C’est une véritable question de société : le jeu vidéo amène à se projeter et s’identifier à travers un personnage – de façon plus forte que dans la littérature ou le cinéma –, aussi bien au niveau physique, mental ou qu’émotionnel.

Même si la route est encore longue, les choses vont quand même mieux ?
Oui, bien sûr, ça va de mieux en mieux. Je ne dis pas qu’il faille mettre des femmes dans tous les jeux. J’ai un plaisir immense à jouer avec des avatars masculins – c’est d’ailleurs comme cela que j’ai commencé. Mais j’apprécie le fait qu’il y ait des femmes et surtout qu’elles soient au même niveau que les hommes. Dans Cyberpunk 2077, il y à la fois des prostitué(e)s et de la nudité, cela touche autant les femmes que les hommes. On peut discuter de l’intérêt de ce monde-là, mais au moins il est paritaire !

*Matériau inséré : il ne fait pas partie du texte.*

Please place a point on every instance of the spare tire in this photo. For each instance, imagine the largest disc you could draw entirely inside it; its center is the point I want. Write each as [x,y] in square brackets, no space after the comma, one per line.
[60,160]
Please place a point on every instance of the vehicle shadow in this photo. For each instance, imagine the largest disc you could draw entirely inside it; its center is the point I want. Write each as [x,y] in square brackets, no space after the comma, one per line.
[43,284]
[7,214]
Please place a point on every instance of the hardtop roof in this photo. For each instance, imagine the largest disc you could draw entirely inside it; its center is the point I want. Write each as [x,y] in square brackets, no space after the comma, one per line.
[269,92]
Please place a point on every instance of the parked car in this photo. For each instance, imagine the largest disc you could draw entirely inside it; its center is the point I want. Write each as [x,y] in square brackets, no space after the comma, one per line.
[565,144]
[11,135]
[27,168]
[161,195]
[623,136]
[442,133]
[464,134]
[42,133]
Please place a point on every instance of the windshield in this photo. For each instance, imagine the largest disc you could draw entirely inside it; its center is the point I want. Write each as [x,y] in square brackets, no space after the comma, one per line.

Si les mentalités avancent et les affaires de sexisme sortent de plus en plus, il y a encore du chemin pour que la parole soit totalement libérée. Encore trop de gens pensent qu’un jeu vidéo est un simple passe-temps dans lequel on se ficherait de la place de la femme ou de l’homme. Il faut bien comprendre que le jeu vidéo est un média extrêmement utilisé et convoité, notamment en France. Il est aussi impactant que le cinéma, et est même devenu la première industrie culturelle mondiale. Les parents doivent aussi faire attention aux PEGI, qui ont un sens : on ne fait pas regarder un film d’horreur à des enfants, il en va de même avec les jeux vidéo.